Based on above, redevelopment transaction is a barter transaction between landowner and developers. Here developer is providing construction service to landowner. Value of construction service shall be ascertained on the basis of flats given to landowner in exchange of development rights given by him to builder.
Further, as per decisions taken in 14th Meeting of the GST Council held on May 18-19, 2017 in Srinagar, J&K; 18 sectoral groups have been constituted representing various sectors of the economy in order to ensure smooth roll-out of GST. One such sectoral group is "MEDIA & ENTERTAINMENT SECTORAL GROUP" which has issued some FAQs on GST in respect of Construction of Residential Complex by Builders/Developers.

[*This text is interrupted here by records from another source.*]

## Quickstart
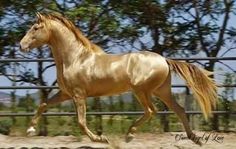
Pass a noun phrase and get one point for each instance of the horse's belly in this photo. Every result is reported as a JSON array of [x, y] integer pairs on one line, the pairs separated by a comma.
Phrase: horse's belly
[[107, 88]]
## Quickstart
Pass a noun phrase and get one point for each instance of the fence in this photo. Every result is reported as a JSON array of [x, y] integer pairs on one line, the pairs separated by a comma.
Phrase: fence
[[110, 113]]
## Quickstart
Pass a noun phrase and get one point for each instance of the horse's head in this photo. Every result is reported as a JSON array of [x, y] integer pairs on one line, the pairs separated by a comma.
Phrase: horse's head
[[37, 35]]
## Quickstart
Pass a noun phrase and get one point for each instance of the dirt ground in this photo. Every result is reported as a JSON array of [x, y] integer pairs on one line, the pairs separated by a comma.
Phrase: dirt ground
[[172, 140]]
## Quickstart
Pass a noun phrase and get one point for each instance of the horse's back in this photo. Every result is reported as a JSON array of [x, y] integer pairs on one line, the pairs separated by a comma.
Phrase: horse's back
[[147, 70]]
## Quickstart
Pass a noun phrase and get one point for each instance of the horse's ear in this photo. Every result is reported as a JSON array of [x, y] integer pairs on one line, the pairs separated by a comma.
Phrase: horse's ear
[[40, 17]]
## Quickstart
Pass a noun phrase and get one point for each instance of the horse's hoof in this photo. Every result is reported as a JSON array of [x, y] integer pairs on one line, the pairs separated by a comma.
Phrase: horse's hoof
[[103, 139], [195, 139], [31, 131], [129, 137]]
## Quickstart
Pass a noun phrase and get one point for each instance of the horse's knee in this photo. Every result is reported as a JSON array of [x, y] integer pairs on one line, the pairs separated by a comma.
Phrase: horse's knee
[[149, 113]]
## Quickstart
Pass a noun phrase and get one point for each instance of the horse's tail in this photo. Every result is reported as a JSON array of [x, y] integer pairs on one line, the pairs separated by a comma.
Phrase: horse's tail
[[203, 87]]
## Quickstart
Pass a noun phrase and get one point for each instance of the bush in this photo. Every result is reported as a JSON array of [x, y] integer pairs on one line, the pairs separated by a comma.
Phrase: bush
[[5, 126]]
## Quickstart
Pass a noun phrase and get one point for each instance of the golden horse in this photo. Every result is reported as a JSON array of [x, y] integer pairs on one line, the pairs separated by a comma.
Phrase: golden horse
[[85, 70]]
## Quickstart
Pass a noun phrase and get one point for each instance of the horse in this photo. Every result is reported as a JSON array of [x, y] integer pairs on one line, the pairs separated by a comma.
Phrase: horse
[[85, 70]]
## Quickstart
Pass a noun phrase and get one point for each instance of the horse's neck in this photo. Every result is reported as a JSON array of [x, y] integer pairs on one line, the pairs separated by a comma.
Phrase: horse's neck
[[65, 47]]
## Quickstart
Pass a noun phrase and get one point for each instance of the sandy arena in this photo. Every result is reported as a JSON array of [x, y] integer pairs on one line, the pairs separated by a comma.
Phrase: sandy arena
[[174, 140]]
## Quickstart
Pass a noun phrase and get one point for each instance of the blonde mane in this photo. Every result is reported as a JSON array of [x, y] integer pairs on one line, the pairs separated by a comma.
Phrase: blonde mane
[[78, 34]]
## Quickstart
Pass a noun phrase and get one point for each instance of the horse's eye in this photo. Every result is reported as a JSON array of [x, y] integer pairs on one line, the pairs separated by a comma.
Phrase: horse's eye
[[36, 28]]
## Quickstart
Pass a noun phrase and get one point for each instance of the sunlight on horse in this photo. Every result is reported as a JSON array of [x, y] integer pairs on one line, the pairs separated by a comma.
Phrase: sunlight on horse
[[85, 70]]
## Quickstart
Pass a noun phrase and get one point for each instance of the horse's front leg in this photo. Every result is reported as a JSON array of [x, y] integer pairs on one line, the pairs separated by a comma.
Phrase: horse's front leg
[[57, 98], [81, 113]]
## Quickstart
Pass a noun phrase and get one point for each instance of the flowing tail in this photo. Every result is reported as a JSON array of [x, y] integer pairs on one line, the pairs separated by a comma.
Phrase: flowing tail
[[203, 87]]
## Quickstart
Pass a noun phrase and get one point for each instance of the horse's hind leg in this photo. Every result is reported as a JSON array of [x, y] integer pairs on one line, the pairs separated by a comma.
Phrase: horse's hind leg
[[149, 109], [81, 114], [164, 92], [57, 98]]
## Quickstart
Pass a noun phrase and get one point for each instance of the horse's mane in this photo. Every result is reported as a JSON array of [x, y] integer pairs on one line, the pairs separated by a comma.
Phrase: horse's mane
[[78, 34]]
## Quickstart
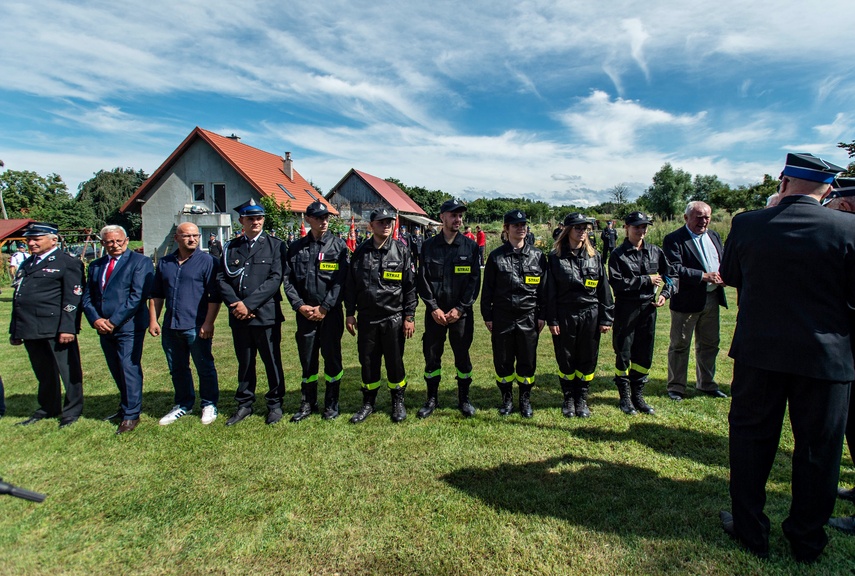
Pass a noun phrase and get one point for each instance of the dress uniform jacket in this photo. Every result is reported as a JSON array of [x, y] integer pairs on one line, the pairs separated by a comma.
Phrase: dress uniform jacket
[[47, 297], [683, 255], [253, 274], [449, 274], [380, 282], [316, 271]]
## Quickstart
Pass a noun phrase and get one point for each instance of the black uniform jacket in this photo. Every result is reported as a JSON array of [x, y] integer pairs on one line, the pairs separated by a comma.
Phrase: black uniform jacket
[[315, 271], [682, 253], [47, 297], [449, 274], [630, 270], [380, 282], [576, 282], [793, 266], [514, 283], [253, 276]]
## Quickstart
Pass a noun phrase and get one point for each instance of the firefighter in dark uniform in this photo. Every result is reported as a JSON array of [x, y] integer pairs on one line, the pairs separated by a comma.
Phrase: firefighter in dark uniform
[[381, 287], [46, 320], [250, 278], [449, 280], [642, 280], [314, 285], [579, 309], [513, 306]]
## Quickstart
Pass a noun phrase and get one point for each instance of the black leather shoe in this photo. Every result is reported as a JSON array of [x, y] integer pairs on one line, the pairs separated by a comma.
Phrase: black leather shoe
[[727, 525], [846, 494], [238, 416], [273, 416], [845, 524], [28, 421]]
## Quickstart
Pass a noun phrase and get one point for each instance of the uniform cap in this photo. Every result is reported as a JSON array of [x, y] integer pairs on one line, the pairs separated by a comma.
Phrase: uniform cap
[[810, 167]]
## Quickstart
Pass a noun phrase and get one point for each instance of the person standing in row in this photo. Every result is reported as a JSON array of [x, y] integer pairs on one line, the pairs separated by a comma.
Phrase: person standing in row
[[380, 286], [316, 269], [449, 280], [250, 279], [514, 310], [642, 280], [793, 267], [695, 252], [115, 302], [46, 320], [579, 309], [186, 281]]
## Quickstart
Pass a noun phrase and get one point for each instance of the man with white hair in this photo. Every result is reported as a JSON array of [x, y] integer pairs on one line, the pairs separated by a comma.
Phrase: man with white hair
[[695, 252], [46, 320]]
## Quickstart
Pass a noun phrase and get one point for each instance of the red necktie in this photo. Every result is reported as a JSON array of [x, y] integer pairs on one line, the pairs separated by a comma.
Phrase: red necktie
[[109, 270]]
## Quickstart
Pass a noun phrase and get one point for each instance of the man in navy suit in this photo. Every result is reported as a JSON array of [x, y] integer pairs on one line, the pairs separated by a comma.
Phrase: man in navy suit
[[695, 252], [115, 301], [794, 270]]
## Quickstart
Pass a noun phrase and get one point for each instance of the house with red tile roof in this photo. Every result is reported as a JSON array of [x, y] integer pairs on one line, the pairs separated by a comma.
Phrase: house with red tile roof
[[358, 193], [204, 179]]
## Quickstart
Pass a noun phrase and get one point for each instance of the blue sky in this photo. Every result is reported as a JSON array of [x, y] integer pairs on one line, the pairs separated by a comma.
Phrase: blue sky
[[552, 100]]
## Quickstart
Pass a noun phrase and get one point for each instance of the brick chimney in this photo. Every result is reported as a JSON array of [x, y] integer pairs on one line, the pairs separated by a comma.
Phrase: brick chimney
[[289, 167]]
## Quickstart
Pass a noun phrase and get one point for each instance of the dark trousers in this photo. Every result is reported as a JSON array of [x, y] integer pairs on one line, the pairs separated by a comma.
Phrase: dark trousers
[[460, 336], [322, 338], [264, 341], [577, 346], [514, 341], [180, 346], [818, 410], [54, 362], [632, 338], [382, 341], [123, 352]]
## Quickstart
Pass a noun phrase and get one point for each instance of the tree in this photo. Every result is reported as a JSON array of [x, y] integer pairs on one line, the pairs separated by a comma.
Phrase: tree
[[669, 193], [105, 193]]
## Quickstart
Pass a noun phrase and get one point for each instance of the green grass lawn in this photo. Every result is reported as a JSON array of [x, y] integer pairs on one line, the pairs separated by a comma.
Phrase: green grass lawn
[[609, 495]]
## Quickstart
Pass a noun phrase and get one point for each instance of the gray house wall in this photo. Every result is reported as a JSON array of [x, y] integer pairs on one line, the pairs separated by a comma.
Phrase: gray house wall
[[163, 207]]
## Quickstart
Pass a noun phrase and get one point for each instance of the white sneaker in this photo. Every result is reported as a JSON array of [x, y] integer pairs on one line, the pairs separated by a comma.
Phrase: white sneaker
[[209, 414], [173, 415]]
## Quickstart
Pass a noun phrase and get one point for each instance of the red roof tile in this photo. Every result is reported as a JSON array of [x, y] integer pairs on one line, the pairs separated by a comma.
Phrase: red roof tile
[[262, 170]]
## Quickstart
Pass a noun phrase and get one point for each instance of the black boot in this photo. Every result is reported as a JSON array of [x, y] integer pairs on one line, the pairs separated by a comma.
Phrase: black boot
[[638, 397], [466, 408], [399, 412], [331, 400], [568, 408], [431, 403], [506, 388], [625, 403], [308, 401], [580, 398], [525, 400], [368, 399]]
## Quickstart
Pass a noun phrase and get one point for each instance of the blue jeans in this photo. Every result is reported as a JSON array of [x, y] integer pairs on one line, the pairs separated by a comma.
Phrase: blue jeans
[[179, 346]]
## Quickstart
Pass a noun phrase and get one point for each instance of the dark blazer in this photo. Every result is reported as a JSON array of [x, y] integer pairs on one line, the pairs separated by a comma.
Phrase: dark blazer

In these FAQs, following clarification has been given in respect of land owner's share of the flats/houses:-
"Q.16) Whether GST is payable on the owner's share of the flats/houses/portion of the building constructed by the builder/developer and given to the land owner as per the development agreement?
Ans. 16:- The builder/developer is liable to pay GST even on the share of the land owner and given in lieu of the land received for the development, besides GST on the builder/developer's share of the complex/building.”

In the above transaction, the builder/developer receives consideration for the construction service provided by him, from two categories of service receivers: (a) from landowner: in the form of land/development rights; and (b) from other buyers: normally in cash. Thus, the builder is liable to pay GST not only on his portion of the complex/building, but also on the share of the land owner.